Famed investor Michael Burry issued a stark warning to investors on Tuesday, stating the current stock market, fueled by a speculative AI rally, "is feeling like the last months" of the dot-com bubble. His comments came as the S&P 500 and Nasdaq Composite hovered at record highs, creating a sharp divide between bearish warnings and bullish momentum.
"Stocks are not up or down because of jobs or consumer sentiment," Burry wrote in a social media post. "They are going straight up because they have been going straight up. On a two letter thesis that everyone thinks they understand."

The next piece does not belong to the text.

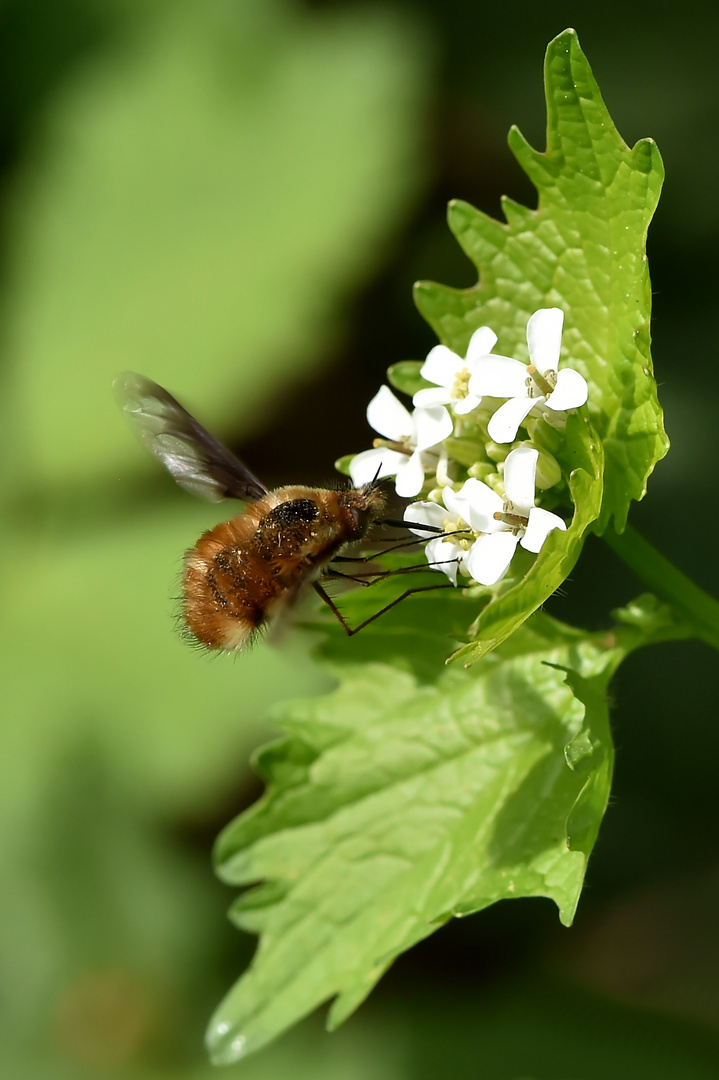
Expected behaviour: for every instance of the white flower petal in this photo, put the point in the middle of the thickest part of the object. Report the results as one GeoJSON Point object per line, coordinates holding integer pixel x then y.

The warning is backed by a rare technical divergence flagged by other strategists. Peter Boockvar of Bleakley Financial Group noted that the S&P 500 hitting a record high while 5% of its components fell to 52-week lows is a phenomenon that has occurred only three other times in history: July 1929, January 1973, and December 1999. Still, bulls argue that today's valuations are more grounded. Evercore ISI's Julian Emanuel points out that while it "Feels Like 1999," the "AI Class of 2026" trades at a median price-to-earnings multiple of 39x, a fraction of the 152x seen in the dot-com era.

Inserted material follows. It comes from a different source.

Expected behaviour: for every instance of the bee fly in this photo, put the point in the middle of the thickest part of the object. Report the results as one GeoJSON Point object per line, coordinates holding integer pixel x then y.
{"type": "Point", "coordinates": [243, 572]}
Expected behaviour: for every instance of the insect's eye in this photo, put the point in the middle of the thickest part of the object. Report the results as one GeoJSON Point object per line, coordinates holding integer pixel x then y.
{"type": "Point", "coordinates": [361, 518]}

The debate exposes the core tension facing investors: whether the powerful AI narrative is a solid foundation for future growth or simply a catalyst for a speculative bubble. A sell-off in growth and tech stocks could accelerate if more investors adopt Burry's cautious stance, while a continued rally could force bears to capitulate. The market's direction may depend on whether the earnings of mega-cap tech companies can justify the ongoing enthusiasm.
Burry, who rose to fame by betting against the subprime housing market and was profiled in "The Big Short," has become a frequent market bear, even admitting he has "become the boy who cried wolf." His latest warning centers on the Nasdaq 100, which has been the primary beneficiary of the investor frenzy around Artificial Intelligence.
While Burry remains bearish, some analysts argue for a more nuanced approach. They see a bifurcation in the market, with some semiconductor stocks appearing "overheated" while large-cap tech companies with tangible AI monetization stories remain reasonably valued. 24/7 Wall St. contributor Joey Frenette pointed to Alphabet (GOOG), with a P/E multiple below 30, and Microsoft (MSFT), with a trailing P/E of 24.6, as "relative value plays" that contrast with the froth seen elsewhere.
This view is supported by a record earnings season that has seen strategists like Ed Yardeni raise their S&P 500 targets, citing an "earnings-led melt-up." The market's historic run has been accompanied by a rise in the 10-year Treasury yield and a stable U.S. dollar, suggesting the rally has fundamental support for now. However, the divergence between the headline indices and the health of their underlying members remains a key concern for bears, who see the same cracks that appeared before prior market tops.
This article is for informational purposes only and does not constitute investment advice.